The International Archives of the Photogrammetry, Remote Sensing and Spatial Information Sciences
Publications Copernicus
Articles | Volume XLII-3
Int. Arch. Photogramm. Remote Sens. Spatial Inf. Sci., XLII-3, 1093–1098, 2018
Int. Arch. Photogramm. Remote Sens. Spatial Inf. Sci., XLII-3, 1093–1098, 2018

  30 Apr 2018

30 Apr 2018


R. Liu, T. Lee, H. Lv, C. Fan, and Q. Liu R. Liu et al.
  • Guangxi Zhuang Autonomous Region Institute of Remote Sensing Information Surveying and Mapping, 530023 Nanning, China

Keywords: Global Positioning System(GPS), Tropospheric delay, Wet delay, Inversion of water vapor, Precipitable water vapor

Abstract.
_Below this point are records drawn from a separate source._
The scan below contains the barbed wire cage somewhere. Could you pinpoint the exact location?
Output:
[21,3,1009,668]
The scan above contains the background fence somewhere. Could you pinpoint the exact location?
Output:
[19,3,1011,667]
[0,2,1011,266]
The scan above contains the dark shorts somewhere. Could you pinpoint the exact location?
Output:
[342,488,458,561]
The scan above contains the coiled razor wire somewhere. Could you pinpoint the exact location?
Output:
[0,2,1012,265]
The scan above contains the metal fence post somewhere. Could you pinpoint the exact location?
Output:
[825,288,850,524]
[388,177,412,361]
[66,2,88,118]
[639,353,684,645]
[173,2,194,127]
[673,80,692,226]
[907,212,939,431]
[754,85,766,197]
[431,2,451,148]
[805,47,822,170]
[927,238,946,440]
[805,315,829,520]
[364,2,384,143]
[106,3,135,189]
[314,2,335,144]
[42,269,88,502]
Using GPS technology to retrieve atmospheric water vapor is a new water vapor detection method, which can effectively compensate for the shortcomings of conventional water vapor detection methods, to provide high-precision, large-capacity, near real-time water vapor information. In-depth study of ground-based GPS detection of atmospheric water vapor technology aims to further improve the accuracy and practicability of GPS inversion of water vapor and to explore its ability to detect atmospheric water vapor information to better serve the meteorological services. In this paper, the influence of the setting parameters of initial station coordinates, satellite ephemeris and solution observation on the total delay accuracy of the tropospheric zenith is discussed based on the observed data. In this paper, the observations obtained from the observation network consisting of 8 IGS stations in China in June 2013 are used to inverse the water vapor data of the 8 stations. The data of Wuhan station is further selected and compared with the data of Nanhu Sounding Station in Wuhan The error between the two data was between -6mm-6mm, and the trend of the two was almost the same, the correlation reached 95.8 %. The experimental results also verify the reliability of ground-based GPS inversion of water vapor technology.